Dear Young and Desperate,
First of all, I am sorry to hear about your suicide attempt. It’s important first and foremost that you are taking care of yourself and focusing on your well-being. Having experienced what you went through, this professor may seem even more appealing in your eyes because he showed an act of caring outside of the classroom when your friends and family fell short.

Don’t let his care for you as a student get confused with romantic interest. You’re an adult, not a giddy high schooler with a crush. You can make your own choices. If you want to act on this impulse to embrace a possible romance with your professor, nothing is stopping you, but I guarantee it won’t end well.

Don’t let his care for you as a student get confused with romantic interest.


You’ve had a really tough year. If he has changed how you see the world and how you navigate life be thankful! But you’ve got to move past this for your own sanity. You know it’s not realistic, so why fill your mind with something so unattainable? There’s nothing wrong with having a crush on a professor, but when it comes to you feeling “destroyed” by the thought of it not escalating into a romantic relationship, it’s time to get a reality check.

If you don’t think a mentor/student relationship can exist being in his classroom, I’d consider rethinking professor choice. Find healthy distractions like extra curricular activities, surrounding yourself with friends and focusing on future life and career aspirations. If you can’t stop obsessing then I would find a mental health expert or campus counselor to help you process through these feelings in a healthy way.

Dear Young and Desperate,
He helped you see the world in a different way and that is powerful. He showed you care and concern when you were at your lowest and that is powerful. These feelings that you are having for him are powerful, but the challenge for you is how to handle them well. I appreciate the insight that you have about the situation. You know that even though you are desperately attracted to him, this relationship isn’t realistic for your future.

I think it would be good for you to be able to find a way to listen to your head and not your heart when you are around him. Having strong feelings towards someone you deeply admire is very normal. It is critical to channel those feelings toward friendship and not toward romance. Realistically, we can’t fall in love with every person that we deeply admire and if you are fortunate you will have quite a few people in your life that you admire. It will be critical to your future professional and personal success to be able to rethink your unrealistic and unhealthy fantasies about being in a relationship with him.

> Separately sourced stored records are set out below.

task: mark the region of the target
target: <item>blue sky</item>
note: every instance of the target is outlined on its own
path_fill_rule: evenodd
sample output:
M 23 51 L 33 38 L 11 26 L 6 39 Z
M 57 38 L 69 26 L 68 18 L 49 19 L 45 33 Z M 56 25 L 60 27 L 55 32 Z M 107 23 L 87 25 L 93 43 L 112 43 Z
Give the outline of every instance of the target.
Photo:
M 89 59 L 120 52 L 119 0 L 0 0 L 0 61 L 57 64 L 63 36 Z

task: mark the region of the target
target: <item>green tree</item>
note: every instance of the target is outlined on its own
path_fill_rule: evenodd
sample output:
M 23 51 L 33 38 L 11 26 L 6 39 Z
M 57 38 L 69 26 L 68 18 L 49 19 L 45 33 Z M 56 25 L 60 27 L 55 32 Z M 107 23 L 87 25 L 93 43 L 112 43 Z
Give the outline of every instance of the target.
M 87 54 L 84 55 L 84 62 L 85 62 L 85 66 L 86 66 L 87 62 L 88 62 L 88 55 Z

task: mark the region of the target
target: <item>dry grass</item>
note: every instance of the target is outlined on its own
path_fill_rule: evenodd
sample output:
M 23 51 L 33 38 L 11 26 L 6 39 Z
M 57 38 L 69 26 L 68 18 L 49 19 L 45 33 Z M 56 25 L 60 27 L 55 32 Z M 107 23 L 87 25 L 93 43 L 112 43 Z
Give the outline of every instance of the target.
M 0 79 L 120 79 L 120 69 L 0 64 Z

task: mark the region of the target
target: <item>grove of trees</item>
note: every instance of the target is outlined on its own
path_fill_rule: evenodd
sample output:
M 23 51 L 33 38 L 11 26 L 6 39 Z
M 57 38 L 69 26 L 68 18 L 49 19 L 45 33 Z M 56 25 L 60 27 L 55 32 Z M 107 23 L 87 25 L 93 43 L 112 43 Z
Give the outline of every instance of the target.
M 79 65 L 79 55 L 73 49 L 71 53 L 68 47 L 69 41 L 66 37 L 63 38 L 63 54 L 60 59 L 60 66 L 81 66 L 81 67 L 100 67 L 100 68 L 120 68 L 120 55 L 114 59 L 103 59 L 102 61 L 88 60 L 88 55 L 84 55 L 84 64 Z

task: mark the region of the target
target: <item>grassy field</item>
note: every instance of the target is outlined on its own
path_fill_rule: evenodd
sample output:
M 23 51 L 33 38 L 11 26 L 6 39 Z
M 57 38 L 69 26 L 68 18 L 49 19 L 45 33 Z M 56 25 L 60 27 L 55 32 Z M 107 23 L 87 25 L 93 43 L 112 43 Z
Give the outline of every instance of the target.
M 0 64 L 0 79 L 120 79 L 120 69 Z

It is critical to channel those feelings toward friendship and not toward romance.

-Dr. Ryan

If you try your best to rethink your feelings and find that you can’t let them go, it may not be realistic for you to return to the same mentor/student relationship with him. Given that you are graduating, your time around him will likely change anyway and I’m sure that the opportunities to be face to face will reduce with time. You could always rely on his email mentorship. It may not be as fulfilling but could provide the emotional distance you need to maintain the relationship.